Setelah itu,untuk mencegah bilirubin kembali ke aliran darah, bilirubin berikatan
dengan protein sitosol seperti glutation S-transferase yang sebelumnya di sebut ligandin.
Bilirubin bersifat nonpolar sehingga akan tetap berada di sel jika tidak diubah ke bentuk
yang lebih larut air (polar). Perubahan tersebut melalui konjugasi dengan asam glukoronat.
UDP-glukosil transferase yang spesifik untuk bilirubin dan berada di retikulum endoplasma
mengatalis pemindahan pemindahan bertahap dua gugus glukosil ke bilirubin dari UDP-
glukoronat:

Bilirubin + UDP-glukuronat -> bilirubin monoglukuronida + UDP


Bilirubin monoglukuronida + UDP-glukuronat -> bilirubin diglukuronida +UDP

Kemudian bilirubin diglukuronida (terkonjugasi/ direct) di sekresikan ke dalam


empedu dengan mekanisme transpor aktif.
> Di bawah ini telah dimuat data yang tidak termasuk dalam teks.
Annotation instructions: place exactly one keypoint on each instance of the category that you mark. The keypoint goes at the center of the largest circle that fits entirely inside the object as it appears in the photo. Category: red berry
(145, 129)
Protein MOAT(multispeific organic anion
transfer) yang terletak di membran plasma kanalis empedu berperan dalam transpor aktif
ini.
Pada saat kimus masuk kedalam duodenum, empedu akan mengeluarkan bilirubin
melalui duktus choleodocus. Saat bilirubin terkonjugasi mencapai ileum terminal dan
usus besar, gugus glukurosoil di keluarkan oleh enzim bakteri B-glukuronase. Reduksi
selanjutnya dilakukan flora feses yang akan membentuk sekelompok tetrapirol tak
berwarna yang disebut urobilinogen. Beberapa urobilinogen akan kembali di reabsorbsi
dari intestinum ke aliran darah, sebagian kembali ke hepar (yang akan di sekresi ulang
melalui siklus urobilinogen enterohepatik) , dan sebagian ke ginjal. Pada ginjal
urobiilinogen akan di ubah menjadi urobilin yang memberi warna kuning pada urine.
Sebagian besar urobilinogen tak berwarna yang terbentuk di kolon akan mengalami
oksidasi menjadi urobilin yang akan memberi warna feses.